With a presidential election looming on 6 Nov, some Republican candidates are campaigning on a promise of dismantling regulations rather than adding to them, as part of their “anti-big-government” approach.
At the same time, though, particularly in the wake of the recent global financial crisis, there is a growing sense in the US as elsewhere that many retail investors may not fully understand the financial products they are being sold.
The US National Association of Insurance and Financial Advisors, for example, recently decided, according to a statement on its website, to encourage its 45,000 members to disclose their commissions, after it participated in hearings on the subject and “it became clear that NAIFA did not have a positive response to the question, ‘What if the customer wants to know how much you (producer/adviser) make on a sale?’ ”
Since a new law took effect last year, meanwhile, insurance brokers and agents in New York State have had to tell their clients, in writing, how they are being compensated.
‘Unacceptable lack of oversight’
The Investment Adviser Oversight Act of 2012 was introduced to Washington lawmakers on Wednesday by the House Financial Services Committee, whose chairman, Republican Rep Spencer Bachus of Alabama, is one of its two sponsors. (The other is a New York State Democrat, Rep Carolyn McCarthy.)
In a statement, Rep Bachus noted that the average SEC-registered investment adviser “can expect to be examined less than once every 11 years” which he said was “unacceptable…particularly in the aftermath of the Madoff scandal”.
“Bad actors will naturally flow to the place where they are least likely to be examined,” he added.
“Therefore, it is essential that we augment and supplement the SEC’s oversight to dramatically increase the examination rate for investment advisers with retail customers.
“Customers may not understand the different titles that investment professionals use, but they do believe that ‘someone’ is looking out for them and their investments.
“For broker-dealers that is true, but for investment advisers, it is all too often not true and that must change.”
‘National Investment Adviser Associations’
As outlined by reps Bachus and McCarthy, the proposed legislation would amend an existing law, known as the Investment Advisers Act of 1940, to provide for the creation of new so-called “National Investment Adviser Associations” (NIAAs), which would be registered with and overseen by the SEC.

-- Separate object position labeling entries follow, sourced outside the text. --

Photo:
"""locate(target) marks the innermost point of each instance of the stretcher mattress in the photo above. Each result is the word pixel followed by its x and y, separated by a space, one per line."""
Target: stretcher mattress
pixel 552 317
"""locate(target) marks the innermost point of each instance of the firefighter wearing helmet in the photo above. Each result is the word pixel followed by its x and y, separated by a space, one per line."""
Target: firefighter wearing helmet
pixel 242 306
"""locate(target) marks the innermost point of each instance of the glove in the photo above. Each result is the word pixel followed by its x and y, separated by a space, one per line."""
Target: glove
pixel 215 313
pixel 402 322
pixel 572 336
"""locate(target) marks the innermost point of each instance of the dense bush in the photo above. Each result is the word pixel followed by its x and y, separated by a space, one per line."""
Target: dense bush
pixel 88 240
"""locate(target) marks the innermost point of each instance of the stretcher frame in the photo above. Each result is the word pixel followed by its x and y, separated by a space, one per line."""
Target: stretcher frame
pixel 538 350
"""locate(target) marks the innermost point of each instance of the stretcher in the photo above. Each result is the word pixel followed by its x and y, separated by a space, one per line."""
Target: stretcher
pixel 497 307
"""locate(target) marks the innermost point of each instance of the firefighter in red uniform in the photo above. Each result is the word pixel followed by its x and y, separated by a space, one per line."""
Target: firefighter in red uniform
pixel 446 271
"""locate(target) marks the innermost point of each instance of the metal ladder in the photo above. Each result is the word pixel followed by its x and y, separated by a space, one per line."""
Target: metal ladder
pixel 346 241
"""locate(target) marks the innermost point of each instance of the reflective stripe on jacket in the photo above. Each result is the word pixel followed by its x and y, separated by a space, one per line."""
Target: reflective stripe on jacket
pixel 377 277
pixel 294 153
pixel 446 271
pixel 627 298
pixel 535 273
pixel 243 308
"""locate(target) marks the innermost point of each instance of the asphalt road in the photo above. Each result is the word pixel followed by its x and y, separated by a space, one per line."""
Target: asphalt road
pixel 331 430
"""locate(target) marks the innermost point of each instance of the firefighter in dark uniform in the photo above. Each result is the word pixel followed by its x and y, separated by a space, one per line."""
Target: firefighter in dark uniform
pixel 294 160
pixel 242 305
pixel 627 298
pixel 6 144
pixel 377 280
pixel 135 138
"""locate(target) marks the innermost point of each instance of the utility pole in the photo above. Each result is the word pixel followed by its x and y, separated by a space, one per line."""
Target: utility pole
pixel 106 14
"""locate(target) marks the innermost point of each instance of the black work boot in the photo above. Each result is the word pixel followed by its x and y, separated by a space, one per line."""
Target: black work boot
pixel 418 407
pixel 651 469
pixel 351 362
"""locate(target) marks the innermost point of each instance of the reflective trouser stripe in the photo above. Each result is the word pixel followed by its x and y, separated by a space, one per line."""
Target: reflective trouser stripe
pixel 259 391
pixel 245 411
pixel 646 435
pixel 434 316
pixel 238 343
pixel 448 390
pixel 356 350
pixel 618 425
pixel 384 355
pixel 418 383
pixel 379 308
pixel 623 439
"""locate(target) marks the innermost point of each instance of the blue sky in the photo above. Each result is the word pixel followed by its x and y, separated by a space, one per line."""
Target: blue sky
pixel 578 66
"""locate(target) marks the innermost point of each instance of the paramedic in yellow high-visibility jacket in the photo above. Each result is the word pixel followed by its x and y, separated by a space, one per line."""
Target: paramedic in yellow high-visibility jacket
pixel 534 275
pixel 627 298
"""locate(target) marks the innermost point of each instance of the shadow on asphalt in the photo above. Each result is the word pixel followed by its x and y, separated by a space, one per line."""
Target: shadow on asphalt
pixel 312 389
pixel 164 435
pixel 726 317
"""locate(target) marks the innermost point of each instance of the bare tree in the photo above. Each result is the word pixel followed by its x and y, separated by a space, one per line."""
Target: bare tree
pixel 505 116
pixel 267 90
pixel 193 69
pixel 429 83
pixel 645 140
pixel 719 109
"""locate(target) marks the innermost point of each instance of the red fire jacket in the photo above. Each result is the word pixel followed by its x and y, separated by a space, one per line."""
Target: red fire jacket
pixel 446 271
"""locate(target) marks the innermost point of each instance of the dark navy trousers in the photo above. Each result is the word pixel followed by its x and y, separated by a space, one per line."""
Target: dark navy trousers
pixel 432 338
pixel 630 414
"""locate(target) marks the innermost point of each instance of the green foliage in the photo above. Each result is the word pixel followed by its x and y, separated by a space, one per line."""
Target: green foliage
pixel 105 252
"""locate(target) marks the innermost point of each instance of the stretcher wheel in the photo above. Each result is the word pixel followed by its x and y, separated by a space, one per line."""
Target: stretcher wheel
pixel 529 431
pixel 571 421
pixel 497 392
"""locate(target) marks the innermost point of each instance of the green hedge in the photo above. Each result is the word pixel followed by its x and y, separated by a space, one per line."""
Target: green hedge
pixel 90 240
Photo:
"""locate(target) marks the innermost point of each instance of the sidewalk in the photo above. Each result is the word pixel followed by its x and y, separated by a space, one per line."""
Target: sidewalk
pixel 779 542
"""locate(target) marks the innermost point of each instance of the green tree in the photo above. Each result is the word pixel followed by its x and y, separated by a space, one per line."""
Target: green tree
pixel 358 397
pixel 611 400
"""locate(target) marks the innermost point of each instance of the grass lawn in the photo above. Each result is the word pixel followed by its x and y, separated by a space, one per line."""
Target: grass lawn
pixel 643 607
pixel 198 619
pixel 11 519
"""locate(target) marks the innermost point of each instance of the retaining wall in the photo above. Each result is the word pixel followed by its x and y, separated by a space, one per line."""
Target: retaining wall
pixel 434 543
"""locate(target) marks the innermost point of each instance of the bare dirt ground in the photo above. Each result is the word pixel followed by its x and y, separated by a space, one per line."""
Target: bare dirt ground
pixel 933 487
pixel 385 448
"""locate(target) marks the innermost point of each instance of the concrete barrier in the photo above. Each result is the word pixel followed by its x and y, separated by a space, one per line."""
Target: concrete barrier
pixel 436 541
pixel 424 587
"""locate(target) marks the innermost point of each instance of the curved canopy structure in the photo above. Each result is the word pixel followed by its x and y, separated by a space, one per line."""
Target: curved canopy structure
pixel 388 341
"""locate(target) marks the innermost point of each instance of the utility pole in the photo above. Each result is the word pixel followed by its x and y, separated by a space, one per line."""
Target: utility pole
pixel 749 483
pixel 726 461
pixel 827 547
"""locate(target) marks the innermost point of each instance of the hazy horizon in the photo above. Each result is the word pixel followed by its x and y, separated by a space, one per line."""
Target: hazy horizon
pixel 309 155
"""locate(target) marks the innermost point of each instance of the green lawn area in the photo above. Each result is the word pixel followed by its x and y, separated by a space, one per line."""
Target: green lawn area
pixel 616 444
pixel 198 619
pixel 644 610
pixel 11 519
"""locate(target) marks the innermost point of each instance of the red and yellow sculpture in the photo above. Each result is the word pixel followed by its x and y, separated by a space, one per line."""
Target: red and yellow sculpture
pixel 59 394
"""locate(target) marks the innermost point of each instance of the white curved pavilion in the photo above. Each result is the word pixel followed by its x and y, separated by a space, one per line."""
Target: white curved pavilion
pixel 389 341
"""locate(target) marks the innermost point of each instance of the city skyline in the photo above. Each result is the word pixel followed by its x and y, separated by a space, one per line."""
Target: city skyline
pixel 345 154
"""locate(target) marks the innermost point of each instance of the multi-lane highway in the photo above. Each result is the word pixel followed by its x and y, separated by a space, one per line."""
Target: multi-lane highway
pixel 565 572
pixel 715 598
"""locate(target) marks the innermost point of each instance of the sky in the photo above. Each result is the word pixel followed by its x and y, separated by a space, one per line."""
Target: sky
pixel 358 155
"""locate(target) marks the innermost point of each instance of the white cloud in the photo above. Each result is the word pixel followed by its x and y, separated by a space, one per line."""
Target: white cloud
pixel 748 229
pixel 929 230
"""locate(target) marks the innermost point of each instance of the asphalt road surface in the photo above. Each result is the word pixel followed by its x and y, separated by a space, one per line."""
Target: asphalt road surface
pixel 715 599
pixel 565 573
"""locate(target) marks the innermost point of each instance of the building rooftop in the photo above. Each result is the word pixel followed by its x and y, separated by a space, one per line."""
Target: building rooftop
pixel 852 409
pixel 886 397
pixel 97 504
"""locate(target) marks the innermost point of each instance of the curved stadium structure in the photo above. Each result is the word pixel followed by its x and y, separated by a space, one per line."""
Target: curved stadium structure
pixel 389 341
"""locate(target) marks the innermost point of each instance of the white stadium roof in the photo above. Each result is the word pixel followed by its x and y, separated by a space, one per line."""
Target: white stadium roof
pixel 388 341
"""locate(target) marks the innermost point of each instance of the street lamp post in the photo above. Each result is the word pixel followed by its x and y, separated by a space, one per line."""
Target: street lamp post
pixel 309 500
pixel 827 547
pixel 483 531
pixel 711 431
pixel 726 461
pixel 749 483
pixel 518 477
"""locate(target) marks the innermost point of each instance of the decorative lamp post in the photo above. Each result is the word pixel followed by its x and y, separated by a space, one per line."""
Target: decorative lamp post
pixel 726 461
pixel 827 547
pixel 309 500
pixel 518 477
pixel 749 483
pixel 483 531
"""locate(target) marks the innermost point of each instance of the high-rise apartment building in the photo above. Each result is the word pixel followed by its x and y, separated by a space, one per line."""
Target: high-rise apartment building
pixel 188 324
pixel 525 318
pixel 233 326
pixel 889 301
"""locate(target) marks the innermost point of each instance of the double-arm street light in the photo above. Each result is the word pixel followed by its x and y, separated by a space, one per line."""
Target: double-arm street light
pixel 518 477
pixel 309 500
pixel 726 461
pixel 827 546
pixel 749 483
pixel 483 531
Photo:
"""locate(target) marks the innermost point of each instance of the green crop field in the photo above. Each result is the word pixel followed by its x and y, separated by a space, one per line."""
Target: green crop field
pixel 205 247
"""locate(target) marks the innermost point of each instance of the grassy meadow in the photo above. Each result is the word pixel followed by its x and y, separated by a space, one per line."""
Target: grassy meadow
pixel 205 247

US investment advisers would be expected to become members of one of these organisations, which would be overseen in turn by the SEC.
Nod to state power
The proposal acknowledges a right given by a section of the Dodd-Frank Act to the 50 US states to oversee small investment advisers (less than $100m in assets under management) within their borders, so long as the states conduct periodic on-site examinations of these firms.

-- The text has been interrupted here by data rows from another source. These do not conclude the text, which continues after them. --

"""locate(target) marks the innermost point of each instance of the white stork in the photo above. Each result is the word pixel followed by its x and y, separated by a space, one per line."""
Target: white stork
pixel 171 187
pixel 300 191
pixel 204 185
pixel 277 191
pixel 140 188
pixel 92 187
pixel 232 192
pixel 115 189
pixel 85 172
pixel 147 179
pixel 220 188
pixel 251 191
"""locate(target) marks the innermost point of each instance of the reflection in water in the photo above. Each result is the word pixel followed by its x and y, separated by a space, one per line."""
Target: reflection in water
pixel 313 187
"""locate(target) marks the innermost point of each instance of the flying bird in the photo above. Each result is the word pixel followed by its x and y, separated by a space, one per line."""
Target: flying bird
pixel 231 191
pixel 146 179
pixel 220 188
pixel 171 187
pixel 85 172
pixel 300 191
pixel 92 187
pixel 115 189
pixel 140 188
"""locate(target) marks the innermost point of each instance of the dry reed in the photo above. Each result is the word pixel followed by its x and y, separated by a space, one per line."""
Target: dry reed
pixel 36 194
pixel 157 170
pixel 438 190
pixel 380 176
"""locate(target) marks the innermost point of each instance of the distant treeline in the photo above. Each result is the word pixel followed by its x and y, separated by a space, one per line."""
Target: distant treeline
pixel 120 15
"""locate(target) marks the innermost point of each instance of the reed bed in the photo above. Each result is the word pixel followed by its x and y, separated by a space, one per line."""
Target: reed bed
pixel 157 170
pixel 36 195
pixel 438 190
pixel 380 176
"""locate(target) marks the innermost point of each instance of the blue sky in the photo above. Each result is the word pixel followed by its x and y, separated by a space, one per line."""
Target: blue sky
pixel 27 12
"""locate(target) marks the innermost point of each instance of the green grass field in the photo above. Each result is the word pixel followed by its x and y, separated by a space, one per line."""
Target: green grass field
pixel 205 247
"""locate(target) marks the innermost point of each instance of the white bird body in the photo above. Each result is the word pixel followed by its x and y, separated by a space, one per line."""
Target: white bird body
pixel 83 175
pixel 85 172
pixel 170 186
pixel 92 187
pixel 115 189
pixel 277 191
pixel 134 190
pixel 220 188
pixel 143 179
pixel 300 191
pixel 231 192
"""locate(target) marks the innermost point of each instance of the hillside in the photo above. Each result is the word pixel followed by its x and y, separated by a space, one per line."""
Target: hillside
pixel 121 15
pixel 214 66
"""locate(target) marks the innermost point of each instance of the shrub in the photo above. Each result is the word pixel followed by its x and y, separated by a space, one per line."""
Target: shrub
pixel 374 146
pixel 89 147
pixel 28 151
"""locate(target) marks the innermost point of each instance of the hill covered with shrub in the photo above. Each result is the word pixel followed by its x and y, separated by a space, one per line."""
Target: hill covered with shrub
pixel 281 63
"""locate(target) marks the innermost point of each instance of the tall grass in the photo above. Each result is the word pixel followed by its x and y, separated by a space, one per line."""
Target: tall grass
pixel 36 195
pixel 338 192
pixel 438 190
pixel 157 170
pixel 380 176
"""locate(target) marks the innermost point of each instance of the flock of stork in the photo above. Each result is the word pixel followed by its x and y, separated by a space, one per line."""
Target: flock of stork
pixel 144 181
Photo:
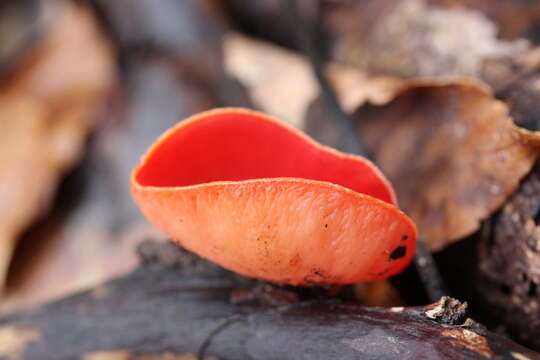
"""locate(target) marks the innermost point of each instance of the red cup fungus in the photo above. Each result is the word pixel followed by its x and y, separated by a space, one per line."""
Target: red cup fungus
pixel 258 197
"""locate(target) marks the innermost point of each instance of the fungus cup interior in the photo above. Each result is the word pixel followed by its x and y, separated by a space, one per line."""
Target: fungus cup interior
pixel 260 198
pixel 236 145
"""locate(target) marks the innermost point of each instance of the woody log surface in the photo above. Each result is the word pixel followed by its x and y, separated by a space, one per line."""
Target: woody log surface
pixel 176 303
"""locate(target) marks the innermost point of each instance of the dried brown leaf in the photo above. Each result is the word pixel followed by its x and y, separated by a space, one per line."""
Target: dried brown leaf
pixel 46 112
pixel 281 81
pixel 416 38
pixel 451 151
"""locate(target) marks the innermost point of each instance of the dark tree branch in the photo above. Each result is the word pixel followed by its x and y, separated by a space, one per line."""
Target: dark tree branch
pixel 185 307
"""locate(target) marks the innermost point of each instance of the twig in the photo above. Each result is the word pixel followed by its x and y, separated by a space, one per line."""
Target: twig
pixel 308 45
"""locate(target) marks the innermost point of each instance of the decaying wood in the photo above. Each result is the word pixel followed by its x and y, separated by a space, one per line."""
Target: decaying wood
pixel 186 307
pixel 509 262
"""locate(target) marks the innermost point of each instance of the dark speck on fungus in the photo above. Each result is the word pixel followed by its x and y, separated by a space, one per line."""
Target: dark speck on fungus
pixel 398 253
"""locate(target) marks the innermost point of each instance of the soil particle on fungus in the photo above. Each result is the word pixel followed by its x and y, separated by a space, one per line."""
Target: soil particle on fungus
pixel 398 253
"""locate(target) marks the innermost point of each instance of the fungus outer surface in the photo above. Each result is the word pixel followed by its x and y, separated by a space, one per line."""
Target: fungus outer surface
pixel 260 198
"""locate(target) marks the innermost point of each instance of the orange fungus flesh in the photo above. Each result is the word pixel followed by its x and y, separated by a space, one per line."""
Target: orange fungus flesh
pixel 262 199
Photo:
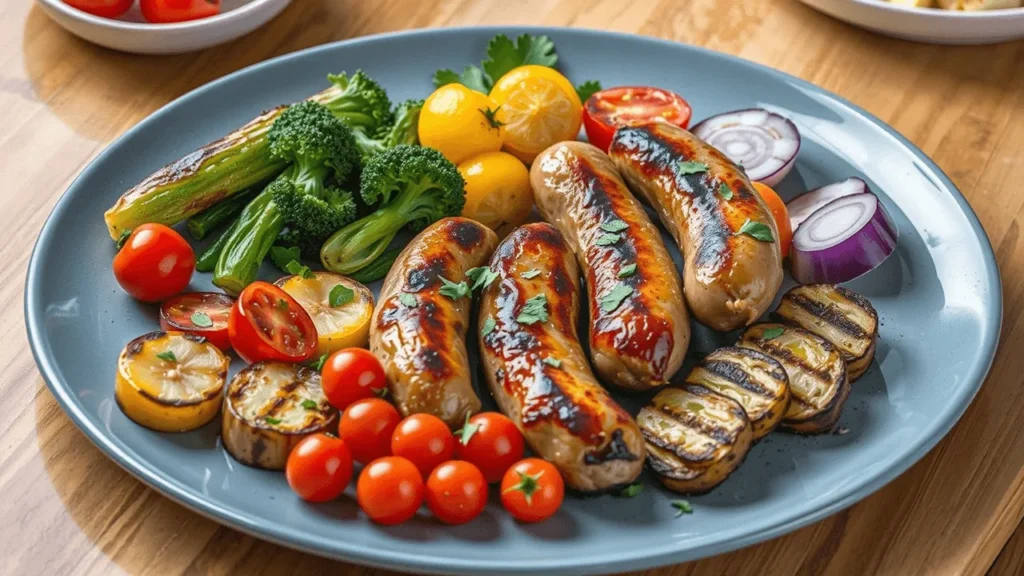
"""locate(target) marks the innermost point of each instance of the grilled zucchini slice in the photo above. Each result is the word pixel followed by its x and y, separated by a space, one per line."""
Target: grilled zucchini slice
pixel 694 437
pixel 754 379
pixel 843 317
pixel 818 384
pixel 170 381
pixel 269 408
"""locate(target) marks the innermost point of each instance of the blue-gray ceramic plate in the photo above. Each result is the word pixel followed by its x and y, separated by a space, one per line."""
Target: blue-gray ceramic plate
pixel 938 298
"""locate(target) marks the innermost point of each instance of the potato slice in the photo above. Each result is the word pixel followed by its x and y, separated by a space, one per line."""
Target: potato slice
pixel 695 438
pixel 818 384
pixel 754 379
pixel 170 381
pixel 269 408
pixel 843 317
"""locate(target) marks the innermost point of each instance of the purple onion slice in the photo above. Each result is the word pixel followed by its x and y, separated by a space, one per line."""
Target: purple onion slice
pixel 763 142
pixel 843 240
pixel 803 206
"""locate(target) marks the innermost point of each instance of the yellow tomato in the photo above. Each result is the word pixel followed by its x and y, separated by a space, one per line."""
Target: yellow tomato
pixel 460 123
pixel 498 191
pixel 541 108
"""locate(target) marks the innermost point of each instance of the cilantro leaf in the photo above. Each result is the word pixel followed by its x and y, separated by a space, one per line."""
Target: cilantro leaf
pixel 340 295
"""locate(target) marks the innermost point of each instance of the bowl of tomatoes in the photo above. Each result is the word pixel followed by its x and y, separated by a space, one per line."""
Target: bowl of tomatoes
pixel 161 27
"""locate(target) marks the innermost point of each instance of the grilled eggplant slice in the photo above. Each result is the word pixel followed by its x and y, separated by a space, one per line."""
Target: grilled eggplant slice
pixel 269 408
pixel 841 316
pixel 695 438
pixel 754 379
pixel 170 381
pixel 818 384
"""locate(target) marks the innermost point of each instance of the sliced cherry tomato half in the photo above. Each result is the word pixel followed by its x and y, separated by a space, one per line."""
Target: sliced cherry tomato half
pixel 154 263
pixel 203 314
pixel 101 8
pixel 630 106
pixel 165 11
pixel 267 324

Among the already-existing SROs thought likely to be given a key role in overseeing US financial advisers if the legislation is enacted is the Washington DC-based Financial Industry Regulatory Authority (FINRA).
Ina statement on its website on Wednesday, the organisation described the proposed legislation as “an important and thoughtful effort to address a serious gap in investor protection”.
FINRA said that the current standard for educating investment advisers in the US currently was “unacceptable” and that self-regulatory organisations like FINRA “can help fill this untenable gap in the protection of investment advisory clients”.
The New York Times, meanwhile, noted that the non-profit FINRA is the only SRO that “has emerged as a likely candidate” for the role of monitoring America’s advisory industry, as envisioned by reps Bachus and McCarthy.
FINRA already examines some 4,500 brokerage firms, and according to the NYT, said it would cost “up to $15m to create an investment advisory oversight plan, and about $150m to maintain it every year”.